Losing TPS would be devastating to those children, immigrant advocacy groups say.
“They would either face separation from their parents or be forced to relocate to a country foreign to them,” the Center for American Progress said. “Even the fear of family separation or deportation of parents has been found to have detrimental effects on children’s cognitive and psychological well-being.”
Job sectors anticipated to suffer the most from elimination of TPS are the construction, restaurant and food services, landscaping, child care, hospitality and grocery industries—all of which employ high rates of TPS holders.
Florida lawmakers have been particularly vocal in demanding Congress grant permanent residency to TPS holders from the three countries.
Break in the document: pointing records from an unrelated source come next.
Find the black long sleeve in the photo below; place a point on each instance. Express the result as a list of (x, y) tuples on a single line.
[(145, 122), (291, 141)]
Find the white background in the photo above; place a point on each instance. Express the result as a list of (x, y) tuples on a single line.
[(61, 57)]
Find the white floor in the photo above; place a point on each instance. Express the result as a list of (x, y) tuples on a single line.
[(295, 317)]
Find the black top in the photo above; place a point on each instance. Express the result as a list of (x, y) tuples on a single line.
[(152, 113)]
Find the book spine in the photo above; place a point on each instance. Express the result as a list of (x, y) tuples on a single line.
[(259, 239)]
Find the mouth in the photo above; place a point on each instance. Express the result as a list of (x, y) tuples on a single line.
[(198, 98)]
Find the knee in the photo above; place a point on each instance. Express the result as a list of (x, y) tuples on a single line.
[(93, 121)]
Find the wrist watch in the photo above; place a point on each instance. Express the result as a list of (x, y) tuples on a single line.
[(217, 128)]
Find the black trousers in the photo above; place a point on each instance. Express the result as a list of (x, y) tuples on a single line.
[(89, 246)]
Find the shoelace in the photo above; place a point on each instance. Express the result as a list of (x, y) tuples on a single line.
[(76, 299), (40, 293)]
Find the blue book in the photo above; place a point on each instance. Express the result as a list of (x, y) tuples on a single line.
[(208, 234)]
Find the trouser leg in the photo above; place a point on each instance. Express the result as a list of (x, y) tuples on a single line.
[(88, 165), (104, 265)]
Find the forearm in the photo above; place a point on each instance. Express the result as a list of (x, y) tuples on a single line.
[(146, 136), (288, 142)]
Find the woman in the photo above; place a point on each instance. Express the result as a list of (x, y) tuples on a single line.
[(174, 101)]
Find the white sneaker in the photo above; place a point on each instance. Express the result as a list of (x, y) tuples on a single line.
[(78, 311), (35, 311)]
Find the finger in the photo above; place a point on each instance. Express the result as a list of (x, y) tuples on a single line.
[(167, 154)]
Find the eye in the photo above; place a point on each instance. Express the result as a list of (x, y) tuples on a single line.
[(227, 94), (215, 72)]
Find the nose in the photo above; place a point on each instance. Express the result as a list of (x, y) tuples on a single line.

The state stands to lose an estimated 72,000 TPS holders if protection is revoked.
Four Florida lawmakers late last month introduced bipartisan legislation to grant legal permanent resident status to more than 300,000 qualified Nicaraguan, Honduran, Salvadoran and Haitian migrants.
“The continued short-term extensions of TPS have created anxiety and uncertainty not only for these migrants and their families, but also for their employers and neighbors whose prosperity also depends on them,” Republican U.S. Representative Carlos Curbelo said in an October 31 statement. “While I will continue to support extensions for Temporary Protected Status, this bipartisan legislation would give these migrants the peace of mind to continue giving back to their communities, contributing to our economy and supporting their families.”